Tutto aveva veduto e conosciuto, Vito. I ragazzini sognavano e sgranavano gli occhi. Non c’era dubbio. Sarebbe divenuto il più memorabile contafole della vallata. Ad ascoltarlo sarebbero giunti da oltre il Praderadego, da oltre il san Boldo, dal Combai, da Tovena e da Premaor, da Belluno e anche da più lontano.
Ma era proprio vero che la poiana portava male. Una sera d’autunno la mamma di Vito (era ormai vecchissima e i suoi occhi non vedevano più) sentì l’uccello sbattere le ali sulla porta.

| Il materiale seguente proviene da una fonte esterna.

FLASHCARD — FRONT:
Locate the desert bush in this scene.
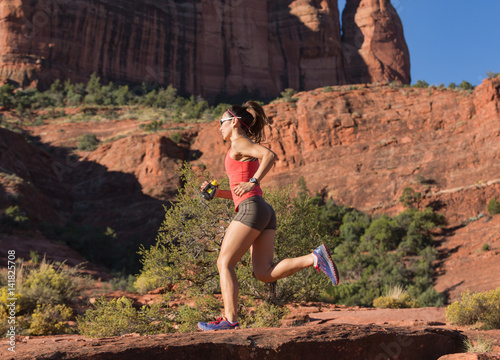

Era inquieta da qualche ora senza sapere perché. I minuti e le ore passarono senza che risuonasse il passo di Vito.
Lo zattiere bravo a contar fole non tornò mai più. A sua madre si spezzò il cuore, qualche mese dopo. Vito, si disse, era precipitato nella gola stretta e impervia che separa il castello di Zumelle da quello di Castelvint, in un passaggio noto a lui solo. Forse si era spinto là per abbreviare il viaggio, forse voleva cogliere il fiore raro e bellissimo che sbocciava una sola volta all’anno e solo in quella gola orrida.
Anche la poiana non si fece mai più vedere.
I ragazzini di Mel sapevano però benissimo che Vito stava vagando tra le grotte immense, sotto l’albero dell’allocco e che prima o poi sarebbe riemerso per raccontare la fola più lunga, più incredibile, più luminosa che mai si fosse sentita. E per molti anni i fanciulli della val Belluna, fattisi uomini e poi vecchi, aspettarono una poiana che aliasse leggera sulla porta della casa abbandonata, alle foci di Terche e Puner.
Vito sarebbe arrivato di lì a qualche minuto, col suo passo rapido e traballante da uomo del fiume.